Marks envisioned Matrix could attract people who wanted to keep their full-time jobs but also try something new, like opening a private practice or starting a freelance business.
Matrix’s 125 members range in age from 18 to around 65, Mark said, and have formed a community of mentors.
“Everybody is a student and everybody is a teacher. ... It’s really about shared information,” she said.
The name, One-OneThousand, is “a play on the counting game,” said founder Sara Artz.
“We’re building something together,” she said. “There’s a sense of playfulness, a sense of community.”
The focus for One-OneThousand’s nearly 50 members is art — creating home and lifestyle goods, Artz said.
The space, in an East Side building owned by McCormick Lumber off Milwaukee Street, offers a combination of creative co-working, maker space, art studio and business incubator, said Artz.
“I’m trying to support people who are trying to make a living off independent design and artisanal work,” she said. That may involve woodworking, making knives, weaving textiles or fashioning furniture.
A Green Bay native and UW-Madison graduate in communications and women’s studies, Artz also creates opportunities for One-OneThousand’s artisans to sell their wares.
She organized the Good Day Market — pop-up shops held in June and December 2016, with vendors from around the Midwest as well as from her co-working outlet.
Artz also has started holding creative workshops for artists to teach their skills. A beginners’ tapestry weaving class has been especially popular.
Threshold says its mission is to serve as “a place of community, creativity and well-being.”
With several small businesses renting space and a number of tenants who use the facilities intermittently, it is a center for wellness-oriented shops and community outreach, said Eliza Cussen, partnership director.

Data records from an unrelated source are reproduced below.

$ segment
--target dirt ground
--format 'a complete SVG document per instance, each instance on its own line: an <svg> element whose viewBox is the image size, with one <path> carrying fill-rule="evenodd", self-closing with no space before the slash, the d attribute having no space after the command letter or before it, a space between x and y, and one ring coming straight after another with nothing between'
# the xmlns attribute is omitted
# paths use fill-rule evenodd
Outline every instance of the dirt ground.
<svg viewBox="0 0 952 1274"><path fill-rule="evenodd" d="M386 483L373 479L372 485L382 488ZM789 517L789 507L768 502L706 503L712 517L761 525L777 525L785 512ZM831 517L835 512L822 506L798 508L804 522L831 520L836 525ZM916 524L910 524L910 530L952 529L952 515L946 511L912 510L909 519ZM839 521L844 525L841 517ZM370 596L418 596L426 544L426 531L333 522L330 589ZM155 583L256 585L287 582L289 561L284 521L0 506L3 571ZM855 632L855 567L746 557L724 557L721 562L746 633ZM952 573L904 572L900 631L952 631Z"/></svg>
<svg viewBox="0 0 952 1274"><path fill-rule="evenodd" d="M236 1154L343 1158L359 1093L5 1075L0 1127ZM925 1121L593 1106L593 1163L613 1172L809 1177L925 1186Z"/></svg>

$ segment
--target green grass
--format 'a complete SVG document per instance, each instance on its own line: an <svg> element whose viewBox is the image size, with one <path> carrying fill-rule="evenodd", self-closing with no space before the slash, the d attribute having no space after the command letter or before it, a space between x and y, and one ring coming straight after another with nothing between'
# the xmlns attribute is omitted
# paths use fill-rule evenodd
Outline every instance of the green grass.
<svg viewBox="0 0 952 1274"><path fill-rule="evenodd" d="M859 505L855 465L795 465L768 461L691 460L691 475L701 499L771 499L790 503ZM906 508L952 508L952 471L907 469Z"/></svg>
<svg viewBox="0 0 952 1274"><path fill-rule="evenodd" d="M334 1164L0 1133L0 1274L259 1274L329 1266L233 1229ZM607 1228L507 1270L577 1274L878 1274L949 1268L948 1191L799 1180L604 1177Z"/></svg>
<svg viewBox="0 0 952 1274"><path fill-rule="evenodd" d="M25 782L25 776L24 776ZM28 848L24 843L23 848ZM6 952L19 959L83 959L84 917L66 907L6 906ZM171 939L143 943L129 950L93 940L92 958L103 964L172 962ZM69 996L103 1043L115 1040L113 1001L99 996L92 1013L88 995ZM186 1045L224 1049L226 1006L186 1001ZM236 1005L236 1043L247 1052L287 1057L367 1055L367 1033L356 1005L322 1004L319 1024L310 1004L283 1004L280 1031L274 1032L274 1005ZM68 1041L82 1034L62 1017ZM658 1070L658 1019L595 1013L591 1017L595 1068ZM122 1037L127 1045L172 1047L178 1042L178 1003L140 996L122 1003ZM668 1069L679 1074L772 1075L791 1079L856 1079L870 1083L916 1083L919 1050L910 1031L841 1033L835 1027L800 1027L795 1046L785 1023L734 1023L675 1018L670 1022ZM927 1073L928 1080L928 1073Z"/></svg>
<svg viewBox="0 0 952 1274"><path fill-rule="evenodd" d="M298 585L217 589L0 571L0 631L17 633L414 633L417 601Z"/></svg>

Its members started a nonprofit, Open Doors for Refugees, Cussen said.
Working with Lutheran Social Services and Jewish Social Services in resettling refugee families, Open Doors organizes volunteers and collects household items for the newcomers, and helps them acclimate, Cussen said. She said Open Doors has about 500 members.
Efrat Livny, a native of Israel, founded Threshold, housed in a former auto body shop from the early 1900s that had been vacant for some time. “Legend has it they used to fix Model-T Fords in the building,” Cussen said. “We injected life into the building. We think of it as a metaphor for what we’re doing in the community.”